25 / 01 / 2019
GDPR Becomes Very Real
3 TAKEAWAYS FOR CONDUCTING DATA ANALYTICS FROM RECENT REGULATORY ACTION ON GDPR BY AOIFE SEXTON, CHIEF PRIVACY OFFICER
The GDPR has been in place for eight months and regulators across Europe are beginning to flex their muscles. Recent actions by European regulators reinforce the high bar set by the GDPR around transparency and consent – reminding those across industries of the true intent and meaning of the regulations in the first place.
So, what have we learned?
There are three major takeaways from the recent decisions. These takeaways apply to all companies processing personal data but they are even more significant for those companies doing data analytics and who rely on consent as their lawful basis.
1. Make sure the information you provide to your users is easily accessible
Make sure it is clear and comprehensive. Don’t be too vague or too generic in how you describe the purposes of processing, in this case, the analytics you will perform. Don’t spread the essential information about analytics across multiple documents or make the user have to take several actions in order for them to get the complete picture.
2. Obtaining consent in compliance with GDPR is complex
It’s not as simple as saying that you “obtained valid consent.” Was the consent specific to the use? Was it unambiguous? Was it freely given? Was it informed? The thresholds for what it takes to have “obtained valid consent” (including for data analytics) are high – and higher than perhaps many companies realise.

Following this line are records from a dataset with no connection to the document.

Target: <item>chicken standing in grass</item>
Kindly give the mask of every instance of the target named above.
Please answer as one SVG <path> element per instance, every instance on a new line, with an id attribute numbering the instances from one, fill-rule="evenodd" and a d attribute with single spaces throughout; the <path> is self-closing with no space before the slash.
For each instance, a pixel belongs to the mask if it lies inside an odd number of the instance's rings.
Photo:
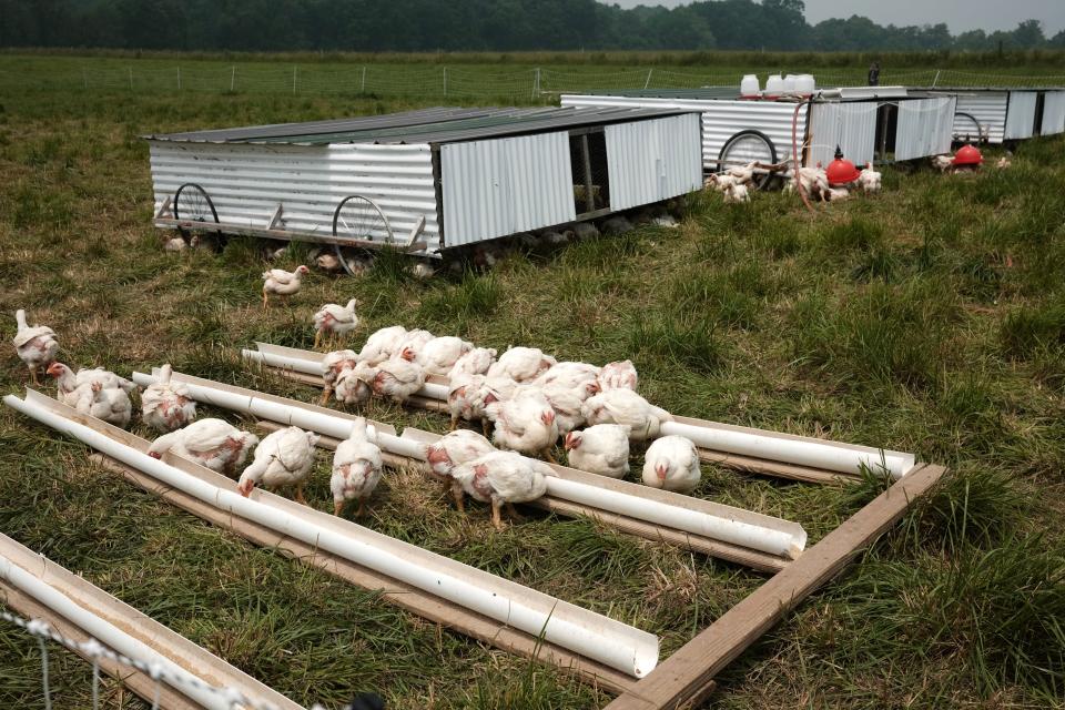
<path id="1" fill-rule="evenodd" d="M 63 363 L 52 363 L 48 366 L 45 373 L 55 378 L 55 398 L 63 404 L 71 404 L 68 398 L 79 387 L 82 385 L 91 385 L 94 382 L 100 383 L 104 389 L 119 388 L 125 392 L 128 395 L 132 394 L 136 389 L 136 385 L 129 379 L 119 377 L 114 373 L 103 369 L 102 367 L 79 369 L 78 374 L 75 375 L 74 371 Z"/>
<path id="2" fill-rule="evenodd" d="M 699 486 L 701 478 L 699 452 L 691 439 L 663 436 L 647 447 L 643 483 L 651 488 L 689 494 Z"/>
<path id="3" fill-rule="evenodd" d="M 296 271 L 285 271 L 284 268 L 271 268 L 263 272 L 263 307 L 270 307 L 270 294 L 278 296 L 291 296 L 300 292 L 303 285 L 301 280 L 310 274 L 311 270 L 306 266 L 296 266 Z"/>
<path id="4" fill-rule="evenodd" d="M 229 422 L 207 418 L 156 438 L 148 448 L 148 455 L 162 458 L 172 452 L 213 471 L 233 476 L 256 444 L 258 437 L 254 434 L 242 432 Z"/>
<path id="5" fill-rule="evenodd" d="M 336 387 L 336 383 L 345 371 L 353 369 L 358 363 L 355 351 L 333 351 L 322 357 L 322 398 L 318 405 L 325 406 Z"/>
<path id="6" fill-rule="evenodd" d="M 597 424 L 566 435 L 566 455 L 572 468 L 610 478 L 629 473 L 629 427 Z"/>
<path id="7" fill-rule="evenodd" d="M 399 354 L 406 336 L 407 328 L 402 325 L 393 325 L 374 331 L 369 337 L 366 338 L 363 349 L 358 352 L 358 359 L 367 365 L 383 363 L 393 355 Z"/>
<path id="8" fill-rule="evenodd" d="M 672 422 L 671 414 L 648 403 L 631 389 L 607 389 L 589 397 L 584 406 L 588 424 L 625 424 L 630 427 L 629 438 L 643 442 L 656 438 L 662 422 Z"/>
<path id="9" fill-rule="evenodd" d="M 636 373 L 636 366 L 630 359 L 622 359 L 616 363 L 607 363 L 599 371 L 599 389 L 618 389 L 623 387 L 636 392 L 636 385 L 639 383 L 639 376 Z"/>
<path id="10" fill-rule="evenodd" d="M 554 475 L 547 464 L 513 452 L 493 452 L 452 469 L 452 477 L 463 493 L 491 504 L 491 524 L 497 530 L 503 529 L 499 510 L 504 505 L 520 519 L 514 504 L 540 498 L 547 493 L 547 477 Z"/>
<path id="11" fill-rule="evenodd" d="M 55 339 L 55 331 L 47 325 L 34 325 L 30 327 L 26 323 L 26 311 L 19 308 L 14 313 L 14 320 L 19 325 L 14 338 L 14 349 L 19 354 L 19 359 L 26 363 L 30 371 L 30 379 L 33 384 L 40 386 L 41 382 L 37 378 L 37 371 L 48 367 L 55 362 L 55 354 L 59 352 L 59 341 Z"/>
<path id="12" fill-rule="evenodd" d="M 497 446 L 555 463 L 551 447 L 558 440 L 558 423 L 551 403 L 538 388 L 521 387 L 513 398 L 489 404 L 486 413 L 495 422 Z"/>
<path id="13" fill-rule="evenodd" d="M 509 377 L 514 382 L 530 382 L 556 364 L 550 355 L 536 347 L 511 347 L 488 368 L 489 377 Z"/>
<path id="14" fill-rule="evenodd" d="M 69 404 L 81 414 L 103 419 L 123 429 L 133 416 L 130 395 L 118 387 L 105 388 L 99 382 L 81 385 L 69 396 Z M 70 402 L 72 399 L 72 402 Z"/>
<path id="15" fill-rule="evenodd" d="M 306 505 L 303 484 L 311 476 L 317 443 L 317 434 L 294 426 L 267 435 L 255 448 L 255 460 L 241 474 L 237 490 L 246 498 L 256 485 L 268 490 L 293 487 L 296 503 Z"/>
<path id="16" fill-rule="evenodd" d="M 327 334 L 337 338 L 346 338 L 347 334 L 358 327 L 358 316 L 355 315 L 357 298 L 352 298 L 346 306 L 327 303 L 314 314 L 314 347 L 317 348 L 322 336 Z"/>
<path id="17" fill-rule="evenodd" d="M 348 500 L 358 500 L 355 517 L 362 517 L 366 500 L 381 481 L 384 462 L 377 446 L 377 432 L 359 417 L 352 423 L 352 433 L 336 447 L 333 455 L 333 514 L 341 515 Z"/>
<path id="18" fill-rule="evenodd" d="M 450 379 L 459 374 L 484 375 L 488 373 L 488 368 L 491 367 L 494 362 L 496 362 L 495 348 L 475 347 L 455 361 L 452 369 L 447 373 L 447 377 Z"/>
<path id="19" fill-rule="evenodd" d="M 164 434 L 196 418 L 196 403 L 189 394 L 189 387 L 181 383 L 171 384 L 172 375 L 170 364 L 163 365 L 155 383 L 141 394 L 141 420 Z"/>

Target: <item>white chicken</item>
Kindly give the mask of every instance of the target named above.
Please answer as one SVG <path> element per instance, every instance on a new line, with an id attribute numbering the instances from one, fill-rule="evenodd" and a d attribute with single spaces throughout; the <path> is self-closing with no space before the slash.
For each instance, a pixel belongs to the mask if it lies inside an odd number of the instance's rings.
<path id="1" fill-rule="evenodd" d="M 479 420 L 487 433 L 487 407 L 499 399 L 503 399 L 503 396 L 491 388 L 485 375 L 459 374 L 448 378 L 447 408 L 452 413 L 452 430 L 458 426 L 459 419 L 464 419 Z"/>
<path id="2" fill-rule="evenodd" d="M 474 344 L 460 337 L 454 335 L 435 337 L 417 351 L 418 364 L 428 375 L 446 375 L 458 358 L 471 349 Z"/>
<path id="3" fill-rule="evenodd" d="M 148 449 L 148 455 L 162 458 L 166 452 L 206 466 L 213 471 L 232 476 L 244 465 L 247 453 L 258 444 L 258 437 L 242 432 L 222 419 L 199 419 L 189 426 L 164 434 Z"/>
<path id="4" fill-rule="evenodd" d="M 552 464 L 558 423 L 551 403 L 535 387 L 521 387 L 514 397 L 493 402 L 486 413 L 495 422 L 493 440 L 501 448 L 541 455 Z"/>
<path id="5" fill-rule="evenodd" d="M 322 342 L 322 336 L 328 334 L 335 337 L 347 337 L 347 334 L 358 327 L 358 316 L 355 315 L 357 298 L 352 298 L 346 306 L 327 303 L 314 314 L 314 346 Z"/>
<path id="6" fill-rule="evenodd" d="M 701 478 L 699 452 L 691 439 L 663 436 L 647 447 L 643 483 L 651 488 L 689 494 L 699 486 Z"/>
<path id="7" fill-rule="evenodd" d="M 124 389 L 105 388 L 99 382 L 79 386 L 68 396 L 67 403 L 81 414 L 103 419 L 123 429 L 133 415 L 130 395 L 125 394 Z"/>
<path id="8" fill-rule="evenodd" d="M 189 394 L 189 387 L 181 383 L 171 384 L 172 375 L 170 364 L 163 365 L 155 383 L 141 394 L 141 420 L 164 434 L 196 418 L 196 403 Z"/>
<path id="9" fill-rule="evenodd" d="M 306 505 L 303 484 L 311 475 L 317 443 L 317 434 L 295 426 L 268 434 L 255 447 L 255 460 L 241 474 L 236 489 L 246 498 L 257 485 L 268 490 L 294 487 L 296 503 Z"/>
<path id="10" fill-rule="evenodd" d="M 550 368 L 557 361 L 536 347 L 511 347 L 488 368 L 489 377 L 509 377 L 514 382 L 530 382 Z"/>
<path id="11" fill-rule="evenodd" d="M 630 359 L 607 363 L 599 371 L 599 388 L 601 390 L 623 387 L 636 392 L 638 382 L 639 376 L 636 372 L 636 365 Z"/>
<path id="12" fill-rule="evenodd" d="M 404 351 L 407 352 L 407 351 Z M 374 394 L 403 404 L 425 384 L 425 371 L 405 357 L 393 357 L 375 367 L 359 363 L 355 374 Z"/>
<path id="13" fill-rule="evenodd" d="M 872 163 L 865 163 L 865 168 L 858 174 L 858 184 L 865 194 L 880 192 L 880 183 L 883 175 L 873 170 Z"/>
<path id="14" fill-rule="evenodd" d="M 47 325 L 34 325 L 30 327 L 26 323 L 26 311 L 19 308 L 14 313 L 14 320 L 19 325 L 18 332 L 11 343 L 14 345 L 19 359 L 26 363 L 30 371 L 30 379 L 34 385 L 40 386 L 41 382 L 37 378 L 37 371 L 48 367 L 55 362 L 55 354 L 59 352 L 59 341 L 55 339 L 55 331 Z"/>
<path id="15" fill-rule="evenodd" d="M 329 489 L 333 491 L 333 515 L 341 515 L 348 500 L 358 499 L 355 517 L 362 517 L 366 499 L 381 481 L 384 462 L 377 446 L 377 432 L 359 417 L 352 423 L 352 433 L 336 446 L 333 455 L 333 475 Z"/>
<path id="16" fill-rule="evenodd" d="M 363 344 L 363 349 L 358 352 L 358 359 L 367 365 L 383 363 L 393 355 L 399 354 L 403 339 L 406 336 L 407 328 L 402 325 L 393 325 L 375 331 L 366 338 L 366 343 Z"/>
<path id="17" fill-rule="evenodd" d="M 662 422 L 672 422 L 671 414 L 656 407 L 631 389 L 607 389 L 589 397 L 584 406 L 585 419 L 590 425 L 625 424 L 630 427 L 633 442 L 652 439 L 661 432 Z"/>
<path id="18" fill-rule="evenodd" d="M 447 373 L 448 379 L 452 377 L 465 375 L 484 375 L 496 362 L 496 349 L 494 347 L 475 347 L 457 361 Z"/>
<path id="19" fill-rule="evenodd" d="M 463 493 L 491 504 L 491 524 L 497 530 L 503 528 L 499 510 L 504 505 L 518 518 L 514 504 L 540 498 L 547 493 L 547 477 L 554 475 L 547 464 L 510 452 L 493 452 L 452 469 Z M 459 503 L 459 510 L 463 509 Z"/>
<path id="20" fill-rule="evenodd" d="M 329 400 L 329 395 L 344 371 L 354 368 L 357 362 L 358 355 L 355 351 L 333 351 L 322 357 L 322 399 L 318 400 L 321 406 L 325 406 Z"/>
<path id="21" fill-rule="evenodd" d="M 363 367 L 368 367 L 364 365 Z M 369 400 L 373 392 L 369 384 L 359 376 L 359 367 L 352 367 L 341 372 L 341 375 L 333 384 L 333 395 L 341 404 L 361 405 Z"/>
<path id="22" fill-rule="evenodd" d="M 78 387 L 82 385 L 91 385 L 94 382 L 100 383 L 104 389 L 119 388 L 124 390 L 126 394 L 131 394 L 136 389 L 136 385 L 129 379 L 119 377 L 114 373 L 103 369 L 102 367 L 79 369 L 78 374 L 75 375 L 74 372 L 67 365 L 62 363 L 52 363 L 44 372 L 55 378 L 55 398 L 64 404 L 70 404 L 67 402 L 67 397 L 73 394 Z"/>
<path id="23" fill-rule="evenodd" d="M 566 435 L 569 465 L 610 478 L 629 473 L 629 427 L 620 424 L 597 424 Z"/>
<path id="24" fill-rule="evenodd" d="M 300 292 L 301 280 L 311 270 L 306 266 L 296 266 L 296 271 L 271 268 L 263 272 L 263 307 L 270 307 L 270 294 L 291 296 Z"/>

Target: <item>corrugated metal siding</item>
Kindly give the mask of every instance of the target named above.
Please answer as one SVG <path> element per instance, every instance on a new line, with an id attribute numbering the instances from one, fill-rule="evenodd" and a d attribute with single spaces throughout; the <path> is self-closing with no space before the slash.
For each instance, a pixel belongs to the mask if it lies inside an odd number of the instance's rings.
<path id="1" fill-rule="evenodd" d="M 702 186 L 698 113 L 608 125 L 605 133 L 611 210 Z"/>
<path id="2" fill-rule="evenodd" d="M 876 148 L 878 105 L 874 101 L 813 104 L 807 162 L 828 165 L 834 159 L 836 145 L 855 165 L 871 162 Z"/>
<path id="3" fill-rule="evenodd" d="M 1065 133 L 1065 91 L 1047 91 L 1043 100 L 1043 135 Z"/>
<path id="4" fill-rule="evenodd" d="M 569 133 L 440 146 L 446 246 L 577 217 Z"/>
<path id="5" fill-rule="evenodd" d="M 791 121 L 795 104 L 775 101 L 716 101 L 656 99 L 640 97 L 597 97 L 562 94 L 564 106 L 632 106 L 691 109 L 702 113 L 702 168 L 718 169 L 718 156 L 726 142 L 740 131 L 761 131 L 772 141 L 777 159 L 791 155 Z M 799 113 L 799 144 L 807 133 L 804 105 Z"/>
<path id="6" fill-rule="evenodd" d="M 975 93 L 958 93 L 957 106 L 954 110 L 957 113 L 968 113 L 977 121 L 984 131 L 987 131 L 987 140 L 991 143 L 1002 143 L 1006 131 L 1006 102 L 1010 99 L 1005 91 L 978 91 Z M 962 119 L 954 121 L 954 133 L 961 138 L 972 131 L 968 121 Z M 972 136 L 974 140 L 975 135 Z"/>
<path id="7" fill-rule="evenodd" d="M 954 133 L 954 97 L 899 102 L 895 160 L 949 153 Z"/>
<path id="8" fill-rule="evenodd" d="M 1006 113 L 1007 141 L 1032 138 L 1035 132 L 1035 104 L 1039 94 L 1034 91 L 1011 91 L 1010 110 Z"/>
<path id="9" fill-rule="evenodd" d="M 281 225 L 331 235 L 333 212 L 352 194 L 372 197 L 405 240 L 418 217 L 439 237 L 428 145 L 223 145 L 151 141 L 155 210 L 186 182 L 201 185 L 219 220 L 264 227 L 277 203 Z"/>

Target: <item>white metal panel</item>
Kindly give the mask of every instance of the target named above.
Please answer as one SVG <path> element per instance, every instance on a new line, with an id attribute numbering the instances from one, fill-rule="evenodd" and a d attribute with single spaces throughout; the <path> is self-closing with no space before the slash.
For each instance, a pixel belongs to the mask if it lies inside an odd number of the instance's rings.
<path id="1" fill-rule="evenodd" d="M 569 133 L 440 146 L 446 246 L 538 230 L 577 217 Z"/>
<path id="2" fill-rule="evenodd" d="M 1065 133 L 1065 91 L 1047 91 L 1043 99 L 1042 135 Z"/>
<path id="3" fill-rule="evenodd" d="M 562 94 L 564 106 L 627 106 L 691 109 L 702 113 L 702 168 L 718 169 L 718 156 L 730 138 L 740 131 L 763 133 L 777 151 L 777 160 L 791 155 L 791 123 L 798 104 L 784 101 L 719 101 L 689 99 L 649 99 L 633 97 L 596 97 Z M 798 143 L 807 134 L 808 109 L 799 109 Z"/>
<path id="4" fill-rule="evenodd" d="M 1010 101 L 1010 93 L 1006 91 L 974 91 L 965 93 L 956 92 L 957 106 L 954 110 L 954 133 L 960 139 L 964 139 L 966 133 L 972 132 L 972 124 L 964 118 L 957 118 L 958 113 L 967 113 L 980 121 L 981 130 L 987 132 L 987 140 L 991 143 L 1002 143 L 1006 132 L 1006 104 Z M 971 136 L 976 140 L 976 135 Z"/>
<path id="5" fill-rule="evenodd" d="M 280 226 L 332 235 L 333 213 L 352 194 L 372 197 L 399 239 L 425 217 L 439 237 L 433 159 L 422 145 L 244 145 L 151 141 L 155 210 L 182 184 L 204 189 L 226 224 L 265 227 L 277 204 Z"/>
<path id="6" fill-rule="evenodd" d="M 949 153 L 954 138 L 956 103 L 954 97 L 900 101 L 895 160 Z"/>
<path id="7" fill-rule="evenodd" d="M 628 210 L 702 187 L 699 114 L 605 129 L 610 209 Z"/>
<path id="8" fill-rule="evenodd" d="M 1035 132 L 1035 104 L 1038 98 L 1039 94 L 1035 91 L 1010 92 L 1004 134 L 1007 141 L 1032 138 Z"/>
<path id="9" fill-rule="evenodd" d="M 875 101 L 813 104 L 807 163 L 828 165 L 836 146 L 855 165 L 872 162 L 876 148 L 878 106 Z"/>

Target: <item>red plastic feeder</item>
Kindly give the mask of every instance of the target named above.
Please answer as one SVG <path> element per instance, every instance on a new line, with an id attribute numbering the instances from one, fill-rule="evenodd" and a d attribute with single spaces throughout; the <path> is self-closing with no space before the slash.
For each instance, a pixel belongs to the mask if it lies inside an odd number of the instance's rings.
<path id="1" fill-rule="evenodd" d="M 958 153 L 961 153 L 961 151 L 958 151 Z M 829 184 L 833 187 L 849 185 L 858 180 L 858 176 L 861 174 L 858 168 L 854 166 L 854 163 L 843 159 L 843 151 L 839 145 L 835 146 L 835 160 L 829 163 L 824 173 L 829 179 Z"/>
<path id="2" fill-rule="evenodd" d="M 954 154 L 955 168 L 978 168 L 984 162 L 984 156 L 975 145 L 962 145 Z"/>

3. Regulators are serious about enforcing these high thresholds
They are not going to “give companies a pass” because they received some form of user consent. They view the high thresholds for transparency and consent under GDPR to be what they say on the tin – real thresholds that need to be met in order for the law to be complied with – and they are willing to levy significant fines against those who fall short in meeting them.
For most companies doing data analytics, the recent developments are a wakeup call for them to take stock and meaningfully challenge themselves about how they currently provide information and obtain consent from users – and whether their practices will fall short of the thresholds set.
Such companies should take this opportunity to ask themselves some hard questions, such as “is there a better way for us to perform analytics?” They might want to look at a fresh approach – “what if we did not conduct analytics on any personal data but instead conducted analytics on non personal data? And what if we could avoid sacrificing utility in so doing?”
This is possible today – through independent anonymization of data. This approach can ensure regulatory compliance, while maximising data utility and maintaining the privacy of the individual.